Une offre d'un million d'euros pour lancer le premier prix Nobel pour le climat et la santé planétaire

Un million d'euros déposé à Berlin par le moteur de recherche pour déclencher une catégorie de reconnaissance sans précédent, afin que l'action climatique obtienne enfin le prestige mondial nécessaire

Alors que les scientifiques lancent des alarmes de plus en plus désespérées sur le sort de la planète en raison de la crise climatique et que les innovateurs multiplient les solutions, les idées révolutionnaires qui pourraient sauver la Terre restent piégées dans les limbes de l’invisibilité. Trop technique pour être mis sous les projecteurs, trop urgent pour être ignoré.

C'est là qu'intervient la proposition d'Ecosia : un prix Nobel entièrement dédié au climat. Une reconnaissance qui transforme les carrières en légendes, les découvertes en mouvements mondiaux.

Et cette fois, l’idée ne vient pas des gouvernements ou des lobbies internationaux, mais du moteur de recherche qui a fait des arbres son modèle économique. Et qui a décidé de mettre un million d'euros sur la table.

Un million d'euros vaut une révolution

Ecosia a déposé un million d'euros chez un notaire à Berlin, destiné exclusivement à financer le « Prix Nobel du Climat ». Avec l'argent, une lettre directe a été envoyée à la Fondation Nobel pour entamer une collaboration.

Le but ? Combler un vide qui n’est plus acceptable.

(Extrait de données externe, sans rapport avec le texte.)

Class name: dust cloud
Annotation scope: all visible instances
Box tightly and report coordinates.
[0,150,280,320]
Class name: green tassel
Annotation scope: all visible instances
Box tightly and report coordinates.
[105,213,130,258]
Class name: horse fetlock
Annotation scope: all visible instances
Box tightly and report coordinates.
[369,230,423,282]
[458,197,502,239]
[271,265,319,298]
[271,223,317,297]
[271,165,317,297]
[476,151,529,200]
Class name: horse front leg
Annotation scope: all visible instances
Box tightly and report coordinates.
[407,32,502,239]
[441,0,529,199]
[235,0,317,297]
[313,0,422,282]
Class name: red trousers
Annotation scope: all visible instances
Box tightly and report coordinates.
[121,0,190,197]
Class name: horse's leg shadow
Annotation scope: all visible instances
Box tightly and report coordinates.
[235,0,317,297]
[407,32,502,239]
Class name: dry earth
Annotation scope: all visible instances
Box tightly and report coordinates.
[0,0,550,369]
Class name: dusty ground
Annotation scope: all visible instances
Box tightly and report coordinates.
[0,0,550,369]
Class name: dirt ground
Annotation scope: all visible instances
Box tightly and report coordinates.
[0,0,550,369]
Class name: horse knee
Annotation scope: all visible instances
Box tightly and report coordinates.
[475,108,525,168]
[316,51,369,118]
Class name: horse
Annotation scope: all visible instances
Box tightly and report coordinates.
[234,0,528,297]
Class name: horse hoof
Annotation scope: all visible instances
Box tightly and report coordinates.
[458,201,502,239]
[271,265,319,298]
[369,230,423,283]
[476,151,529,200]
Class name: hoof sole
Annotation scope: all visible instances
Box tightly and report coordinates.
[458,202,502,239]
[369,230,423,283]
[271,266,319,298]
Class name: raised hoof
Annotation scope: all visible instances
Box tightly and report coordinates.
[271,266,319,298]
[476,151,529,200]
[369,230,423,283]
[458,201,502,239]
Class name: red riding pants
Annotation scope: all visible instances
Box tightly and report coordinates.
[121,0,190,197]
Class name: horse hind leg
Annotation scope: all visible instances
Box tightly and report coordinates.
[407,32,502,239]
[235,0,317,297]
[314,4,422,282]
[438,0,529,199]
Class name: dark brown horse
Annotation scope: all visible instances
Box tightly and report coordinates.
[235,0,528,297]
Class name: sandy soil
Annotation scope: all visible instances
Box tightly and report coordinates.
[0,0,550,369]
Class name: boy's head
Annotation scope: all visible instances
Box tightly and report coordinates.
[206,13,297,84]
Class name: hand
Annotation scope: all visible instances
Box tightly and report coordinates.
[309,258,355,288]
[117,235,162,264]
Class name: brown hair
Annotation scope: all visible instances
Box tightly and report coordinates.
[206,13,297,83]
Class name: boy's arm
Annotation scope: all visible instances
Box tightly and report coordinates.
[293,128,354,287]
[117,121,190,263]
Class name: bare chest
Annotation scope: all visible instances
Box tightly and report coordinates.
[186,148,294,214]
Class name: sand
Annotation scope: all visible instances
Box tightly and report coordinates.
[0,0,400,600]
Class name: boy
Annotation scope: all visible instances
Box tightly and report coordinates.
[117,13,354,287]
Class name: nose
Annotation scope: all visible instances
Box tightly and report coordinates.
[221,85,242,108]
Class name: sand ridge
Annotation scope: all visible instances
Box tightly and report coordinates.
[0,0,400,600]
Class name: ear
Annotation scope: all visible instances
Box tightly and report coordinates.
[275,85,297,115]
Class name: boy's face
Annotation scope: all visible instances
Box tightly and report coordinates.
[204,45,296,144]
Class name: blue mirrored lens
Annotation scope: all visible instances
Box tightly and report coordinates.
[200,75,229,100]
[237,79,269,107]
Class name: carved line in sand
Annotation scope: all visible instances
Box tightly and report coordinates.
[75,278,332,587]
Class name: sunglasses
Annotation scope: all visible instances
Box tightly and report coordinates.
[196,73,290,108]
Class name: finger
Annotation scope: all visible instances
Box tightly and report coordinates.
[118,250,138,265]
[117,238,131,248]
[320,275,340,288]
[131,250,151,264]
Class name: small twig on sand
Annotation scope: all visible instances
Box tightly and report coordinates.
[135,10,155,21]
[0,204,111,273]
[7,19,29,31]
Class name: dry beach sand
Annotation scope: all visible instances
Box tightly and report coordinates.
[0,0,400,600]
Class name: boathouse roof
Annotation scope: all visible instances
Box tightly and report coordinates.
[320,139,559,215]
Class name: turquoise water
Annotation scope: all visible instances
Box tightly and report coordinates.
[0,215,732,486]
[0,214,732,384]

Le prix Nobel célèbre l'excellence dans six catégories : physique, chimie, paix, littérature, économie, médecine. Mais il y a un manque de reconnaissance pour ceux qui protègent le système qui rend tout le reste possible : le climat.

L'intention est d'amplifier la tradition Nobel, en la ramenant à la vision originale d'Alfred Nobel : récompenser ce qui apporte « le plus grand bénéfice à l'humanité ».

Une scène pour ceux qui changent les règles du jeu

Le Prix Nobel du Climat imaginé par Ecosia vise à offrir une reconnaissance capable d'honorer des individus, des collectifs ou des entreprises qui ont réalisé des progrès significatifs en matière d'innovation, d'atténuation, de régulation, d'activisme climatique.

Christian Kroll, PDG d’Ecosia, l’a dit sans détour : « La manière dont nous nous adapterons à la crise climatique définira l’humanité. »

Kroll estime que le prestige du Comité Nobel et de l'Académie royale des sciences de Suède peut faire la différence : éclairer les innovations et inspirer une nouvelle génération de leaders climatiques.

Le million d'euros d'Ecosia n'est qu'un début : un capital d'amorçage, prêt à être débloqué dès que la Fondation Nobel donnera son feu vert. L’entreprise s’est dite prête à financer une fondation à long terme ou à impliquer d’autres organisations engagées en faveur de la justice climatique. L’important est que les solutions climatiques obtiennent une place stable dans la famille Nobel.

Et il y a un autre détail crucial : Ecosia ne veut pas avoir son mot à dire sur les nominations ou les gagnants.

Luisa Neubauer, militante pour le climat, a fortement soutenu la campagne : « Un prix pour le climat et la santé de la planète encouragerait les gens du monde entier à développer des solutions, à améliorer les politiques, à mobiliser les communautés. Il est temps que la tradition Nobel reconnaisse la plus grande crise de notre temps.

Andreas Huber, du Club allemand de Rome, a fait écho à ce concept : l'idée originale de Nobel était d'honorer ceux qui apportent le plus grand bénéfice à l'humanité. Et aujourd’hui, ceux qui protègent les fondements de notre existence méritent exactement cette reconnaissance.

Même les dirigeants indigènes comme Álvaro Tukano, du Brésil, ont fait entendre leur voix : les prix les plus prestigieux du monde doivent enfin reconnaître « le problème le plus dramatique auquel est confrontée la planète ».